LONDON, Ontario (AP) -- Carolina Kostner could have taken her gold medal from last year's world championships and run.
She finally had the title many had been predicting for the better part of a decade. Better yet, she'd redeemed herself from those dismal performances at the Vancouver Olympics and 2009 world championships, where she spent more time sprawling on the ice than a kid learning how to skate.
But to retire would have meant ignoring the precious lessons those awful times taught her.
"The reason is just that I love it," the Italian said Tuesday. "I cannot expect from everyone to love my skating, but I love to do it. I'm not ready to give that up yet. I know that there is a small chance that I can really repeat that perfection like last season. But it's in my heart, and every time I go on the ice I take it with me and say, 'You've got there and now you should enjoy it.'
"I try," she said, smiling. "It's not so easy but I try."
The World Figure Skating Championships begin Wednesday with the men's and pairs short programs. The women's competition begins Thursday, and Kostner is not even the favorite in what could be the toughest field assembled since the Vancouver Games in 2010.
Olympic champion Kim Yu-na is back for the first time since 2011, and Mao Asada is the best she's been since winning her second world title in 2010. The Russians have their best team since the days of Irina Slutskaya and Maria Butyrskaya. And don't overlook U.S. champion Ashley Wagner, silver medalist at the Grand Prix Final.
"This might be one of the most challenging world championships in the ladies event we've seen in a while," Wagner said. "To get onto that podium with everybody that's competing here would be such a huge accomplishment, just because everyone is so talented."
That Kostner was talented was never in question. Tall and lithe with the natural elegance of a ballerina, she makes even the simplest of stroking drills captivating. She may not have Asada's power, but she's a strong enough jumper to contend with the best.

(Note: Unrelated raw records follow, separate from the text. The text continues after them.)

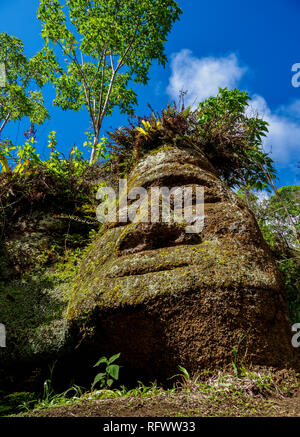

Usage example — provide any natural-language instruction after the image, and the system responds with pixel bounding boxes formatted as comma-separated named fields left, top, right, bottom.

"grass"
left=4, top=368, right=299, bottom=417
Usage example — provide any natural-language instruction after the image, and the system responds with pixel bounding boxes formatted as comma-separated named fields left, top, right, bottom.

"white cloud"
left=167, top=49, right=300, bottom=164
left=167, top=49, right=246, bottom=105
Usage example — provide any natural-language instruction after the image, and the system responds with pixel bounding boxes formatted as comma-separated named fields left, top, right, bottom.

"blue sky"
left=0, top=0, right=300, bottom=186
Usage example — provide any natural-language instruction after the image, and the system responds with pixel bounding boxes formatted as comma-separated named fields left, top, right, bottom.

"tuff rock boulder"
left=67, top=146, right=298, bottom=379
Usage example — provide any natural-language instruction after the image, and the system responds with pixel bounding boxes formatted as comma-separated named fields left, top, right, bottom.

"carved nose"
left=117, top=222, right=201, bottom=256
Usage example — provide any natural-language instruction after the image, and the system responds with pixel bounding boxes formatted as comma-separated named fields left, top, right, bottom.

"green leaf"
left=92, top=373, right=105, bottom=388
left=93, top=357, right=108, bottom=367
left=106, top=364, right=120, bottom=380
left=108, top=353, right=121, bottom=364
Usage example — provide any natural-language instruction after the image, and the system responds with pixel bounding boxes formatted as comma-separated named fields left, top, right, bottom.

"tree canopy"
left=38, top=0, right=181, bottom=163
left=0, top=32, right=49, bottom=135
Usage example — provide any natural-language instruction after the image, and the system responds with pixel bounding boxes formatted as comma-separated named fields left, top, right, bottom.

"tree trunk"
left=90, top=132, right=99, bottom=165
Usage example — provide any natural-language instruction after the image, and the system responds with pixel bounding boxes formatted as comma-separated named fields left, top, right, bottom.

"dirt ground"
left=21, top=387, right=300, bottom=417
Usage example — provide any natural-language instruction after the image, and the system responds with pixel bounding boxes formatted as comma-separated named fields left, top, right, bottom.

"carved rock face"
left=68, top=147, right=297, bottom=378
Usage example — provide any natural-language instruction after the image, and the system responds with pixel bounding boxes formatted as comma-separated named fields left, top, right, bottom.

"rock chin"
left=67, top=146, right=299, bottom=379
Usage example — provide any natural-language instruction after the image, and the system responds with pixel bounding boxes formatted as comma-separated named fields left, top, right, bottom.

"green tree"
left=0, top=32, right=49, bottom=136
left=37, top=0, right=181, bottom=163
left=110, top=88, right=276, bottom=190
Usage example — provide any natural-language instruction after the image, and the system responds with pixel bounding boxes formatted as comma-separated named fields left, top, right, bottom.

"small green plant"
left=92, top=354, right=121, bottom=390
left=231, top=335, right=244, bottom=378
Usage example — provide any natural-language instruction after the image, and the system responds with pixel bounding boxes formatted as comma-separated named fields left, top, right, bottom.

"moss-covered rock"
left=68, top=147, right=298, bottom=378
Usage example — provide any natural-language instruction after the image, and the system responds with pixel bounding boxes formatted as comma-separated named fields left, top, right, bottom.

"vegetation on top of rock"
left=106, top=88, right=275, bottom=190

She went to her first European championships at 16, simply hoping to make it out of the qualifying round. She wound up just missing a medal, finishing fourth overall.
The next year, she was fifth at the world championships.

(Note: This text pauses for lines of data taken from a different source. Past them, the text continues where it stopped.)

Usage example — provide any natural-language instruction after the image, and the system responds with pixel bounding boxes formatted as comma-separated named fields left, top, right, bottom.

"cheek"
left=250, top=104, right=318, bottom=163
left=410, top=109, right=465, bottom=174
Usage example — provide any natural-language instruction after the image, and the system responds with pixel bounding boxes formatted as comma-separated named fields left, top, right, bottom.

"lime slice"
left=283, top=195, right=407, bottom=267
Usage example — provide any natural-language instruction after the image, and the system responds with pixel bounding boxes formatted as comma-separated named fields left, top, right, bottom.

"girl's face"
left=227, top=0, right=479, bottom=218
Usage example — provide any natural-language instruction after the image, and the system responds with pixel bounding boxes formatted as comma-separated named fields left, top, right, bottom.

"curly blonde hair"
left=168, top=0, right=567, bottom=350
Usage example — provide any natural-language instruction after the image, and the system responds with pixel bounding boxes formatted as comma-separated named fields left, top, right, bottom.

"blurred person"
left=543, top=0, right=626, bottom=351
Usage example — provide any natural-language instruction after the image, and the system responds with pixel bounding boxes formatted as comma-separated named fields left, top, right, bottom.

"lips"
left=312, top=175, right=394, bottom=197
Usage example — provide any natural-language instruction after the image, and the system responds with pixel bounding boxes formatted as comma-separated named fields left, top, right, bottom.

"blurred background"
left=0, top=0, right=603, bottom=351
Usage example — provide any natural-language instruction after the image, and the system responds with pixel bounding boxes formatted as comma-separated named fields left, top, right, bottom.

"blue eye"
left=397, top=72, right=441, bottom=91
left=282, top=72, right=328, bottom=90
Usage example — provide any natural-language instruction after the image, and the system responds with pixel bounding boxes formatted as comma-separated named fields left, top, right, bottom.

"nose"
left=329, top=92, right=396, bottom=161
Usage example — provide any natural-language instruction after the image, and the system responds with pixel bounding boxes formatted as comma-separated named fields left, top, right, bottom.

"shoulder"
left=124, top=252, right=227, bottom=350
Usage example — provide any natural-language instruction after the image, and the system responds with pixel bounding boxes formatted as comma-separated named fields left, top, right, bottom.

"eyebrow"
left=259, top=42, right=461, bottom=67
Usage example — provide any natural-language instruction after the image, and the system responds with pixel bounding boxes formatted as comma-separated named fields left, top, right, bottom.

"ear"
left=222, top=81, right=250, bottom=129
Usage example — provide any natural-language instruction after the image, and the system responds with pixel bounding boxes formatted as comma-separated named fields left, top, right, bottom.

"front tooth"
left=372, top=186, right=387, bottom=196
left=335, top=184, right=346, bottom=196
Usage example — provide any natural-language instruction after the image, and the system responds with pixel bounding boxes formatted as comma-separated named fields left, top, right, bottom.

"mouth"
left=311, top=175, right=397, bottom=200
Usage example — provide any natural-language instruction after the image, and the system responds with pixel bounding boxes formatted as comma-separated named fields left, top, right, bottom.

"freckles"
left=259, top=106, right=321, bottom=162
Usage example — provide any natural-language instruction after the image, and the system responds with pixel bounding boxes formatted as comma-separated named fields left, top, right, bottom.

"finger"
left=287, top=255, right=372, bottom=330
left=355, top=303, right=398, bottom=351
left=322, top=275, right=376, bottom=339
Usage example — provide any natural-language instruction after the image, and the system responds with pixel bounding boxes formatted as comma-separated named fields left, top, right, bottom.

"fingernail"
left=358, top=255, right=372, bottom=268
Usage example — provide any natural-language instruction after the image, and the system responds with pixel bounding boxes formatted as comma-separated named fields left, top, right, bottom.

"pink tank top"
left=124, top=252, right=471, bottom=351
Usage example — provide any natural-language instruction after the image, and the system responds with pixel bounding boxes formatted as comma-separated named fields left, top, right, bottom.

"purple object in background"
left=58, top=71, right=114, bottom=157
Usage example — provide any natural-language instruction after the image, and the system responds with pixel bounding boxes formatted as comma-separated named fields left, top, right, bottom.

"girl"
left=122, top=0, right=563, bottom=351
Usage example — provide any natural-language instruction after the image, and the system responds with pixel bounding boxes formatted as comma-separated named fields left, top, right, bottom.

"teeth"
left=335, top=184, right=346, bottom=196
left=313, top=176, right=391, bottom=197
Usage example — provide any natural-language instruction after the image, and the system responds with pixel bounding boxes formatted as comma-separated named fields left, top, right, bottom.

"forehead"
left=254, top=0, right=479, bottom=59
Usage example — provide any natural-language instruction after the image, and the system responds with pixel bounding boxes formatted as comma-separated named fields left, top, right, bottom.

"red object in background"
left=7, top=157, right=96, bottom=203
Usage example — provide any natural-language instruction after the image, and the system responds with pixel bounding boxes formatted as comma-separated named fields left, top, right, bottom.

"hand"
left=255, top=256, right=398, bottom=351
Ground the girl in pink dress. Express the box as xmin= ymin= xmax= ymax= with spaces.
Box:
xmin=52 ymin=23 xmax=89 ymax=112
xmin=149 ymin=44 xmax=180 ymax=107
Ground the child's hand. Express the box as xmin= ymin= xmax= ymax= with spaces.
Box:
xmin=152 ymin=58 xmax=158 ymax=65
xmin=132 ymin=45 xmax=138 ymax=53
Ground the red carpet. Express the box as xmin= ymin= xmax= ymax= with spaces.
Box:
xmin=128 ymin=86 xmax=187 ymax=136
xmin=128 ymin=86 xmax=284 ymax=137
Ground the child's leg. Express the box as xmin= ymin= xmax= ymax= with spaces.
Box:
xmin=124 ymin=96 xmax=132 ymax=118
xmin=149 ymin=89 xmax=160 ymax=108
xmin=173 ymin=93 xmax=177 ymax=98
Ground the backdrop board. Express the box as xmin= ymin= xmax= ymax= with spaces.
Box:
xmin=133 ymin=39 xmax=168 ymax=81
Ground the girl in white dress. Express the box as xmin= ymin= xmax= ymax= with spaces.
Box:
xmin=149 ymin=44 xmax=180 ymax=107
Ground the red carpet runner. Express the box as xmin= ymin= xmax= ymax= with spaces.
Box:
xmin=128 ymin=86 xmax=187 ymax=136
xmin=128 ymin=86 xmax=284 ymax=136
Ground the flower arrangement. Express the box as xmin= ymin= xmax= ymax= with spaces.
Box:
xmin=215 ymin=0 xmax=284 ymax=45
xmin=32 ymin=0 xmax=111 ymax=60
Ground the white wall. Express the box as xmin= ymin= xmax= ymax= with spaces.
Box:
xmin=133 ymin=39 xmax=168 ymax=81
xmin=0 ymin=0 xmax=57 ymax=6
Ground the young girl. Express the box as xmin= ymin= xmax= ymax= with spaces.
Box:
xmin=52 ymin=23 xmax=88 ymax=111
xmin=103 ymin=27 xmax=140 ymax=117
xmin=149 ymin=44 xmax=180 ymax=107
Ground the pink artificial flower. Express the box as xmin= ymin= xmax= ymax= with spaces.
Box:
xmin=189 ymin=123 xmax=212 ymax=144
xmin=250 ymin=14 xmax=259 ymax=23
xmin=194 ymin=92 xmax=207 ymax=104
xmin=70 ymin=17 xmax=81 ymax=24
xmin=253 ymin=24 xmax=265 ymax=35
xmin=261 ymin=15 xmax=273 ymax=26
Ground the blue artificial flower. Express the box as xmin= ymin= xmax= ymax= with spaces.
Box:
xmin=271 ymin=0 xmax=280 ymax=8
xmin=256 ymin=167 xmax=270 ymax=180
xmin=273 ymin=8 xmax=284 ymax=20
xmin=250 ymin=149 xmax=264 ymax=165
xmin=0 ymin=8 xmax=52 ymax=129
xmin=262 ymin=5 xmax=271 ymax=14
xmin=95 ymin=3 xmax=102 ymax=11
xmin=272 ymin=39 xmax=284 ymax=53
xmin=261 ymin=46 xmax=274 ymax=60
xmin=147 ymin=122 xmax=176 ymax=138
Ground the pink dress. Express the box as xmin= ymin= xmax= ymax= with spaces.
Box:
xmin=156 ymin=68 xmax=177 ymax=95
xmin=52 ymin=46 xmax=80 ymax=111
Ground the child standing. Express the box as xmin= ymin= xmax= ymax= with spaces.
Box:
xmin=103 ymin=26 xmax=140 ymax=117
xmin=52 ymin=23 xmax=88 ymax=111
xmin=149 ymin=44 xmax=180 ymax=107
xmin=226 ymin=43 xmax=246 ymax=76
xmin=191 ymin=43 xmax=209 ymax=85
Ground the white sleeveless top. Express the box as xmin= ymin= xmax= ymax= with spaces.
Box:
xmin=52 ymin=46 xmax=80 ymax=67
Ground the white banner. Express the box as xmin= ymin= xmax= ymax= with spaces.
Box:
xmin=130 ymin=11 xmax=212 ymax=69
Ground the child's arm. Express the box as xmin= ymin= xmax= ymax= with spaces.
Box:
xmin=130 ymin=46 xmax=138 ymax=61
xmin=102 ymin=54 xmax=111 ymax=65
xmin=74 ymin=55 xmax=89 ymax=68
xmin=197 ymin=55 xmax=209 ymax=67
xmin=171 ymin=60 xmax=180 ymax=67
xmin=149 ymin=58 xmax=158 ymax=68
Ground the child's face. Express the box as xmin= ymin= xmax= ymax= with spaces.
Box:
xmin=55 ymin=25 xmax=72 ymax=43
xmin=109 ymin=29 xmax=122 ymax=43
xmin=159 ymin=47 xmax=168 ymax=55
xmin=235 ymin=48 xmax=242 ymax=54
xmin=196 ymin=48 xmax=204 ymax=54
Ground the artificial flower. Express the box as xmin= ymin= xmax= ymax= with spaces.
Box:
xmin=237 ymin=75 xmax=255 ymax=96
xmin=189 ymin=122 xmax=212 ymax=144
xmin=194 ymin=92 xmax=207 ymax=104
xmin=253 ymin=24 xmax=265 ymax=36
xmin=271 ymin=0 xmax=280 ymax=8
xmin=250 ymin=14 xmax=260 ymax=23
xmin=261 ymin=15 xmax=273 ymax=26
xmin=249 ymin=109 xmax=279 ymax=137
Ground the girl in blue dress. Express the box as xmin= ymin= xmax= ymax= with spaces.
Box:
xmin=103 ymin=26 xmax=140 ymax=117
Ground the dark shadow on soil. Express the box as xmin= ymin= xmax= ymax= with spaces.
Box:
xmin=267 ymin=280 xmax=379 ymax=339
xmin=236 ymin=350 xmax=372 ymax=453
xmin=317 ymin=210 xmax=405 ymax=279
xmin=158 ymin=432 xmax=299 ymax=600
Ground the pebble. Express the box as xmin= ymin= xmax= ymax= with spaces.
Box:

"Everybody was talking about this huge talent, huge talent and then you kind of have big expectations on yourself," Kostner said. "And my career grew and grew and grew and I was just expecting more every year."
Expectations can be a heavy burden, however, and Kostner struggled under the weight. Her bronze medal at the 2005 world championships made her a favorite for the Turin Olympics, and she was chosen to carry Italy's flag in the opening ceremony. But she bombed in the short program and was only slightly better in the free skate, finishing ninth overall. A month later, she was 12th in the watered-down, post-Olympic field at the worlds.
She had rebounded by 2008, winning her second straight European title and finishing second to Asada at the worlds. But with Vancouver looming, she fell apart again.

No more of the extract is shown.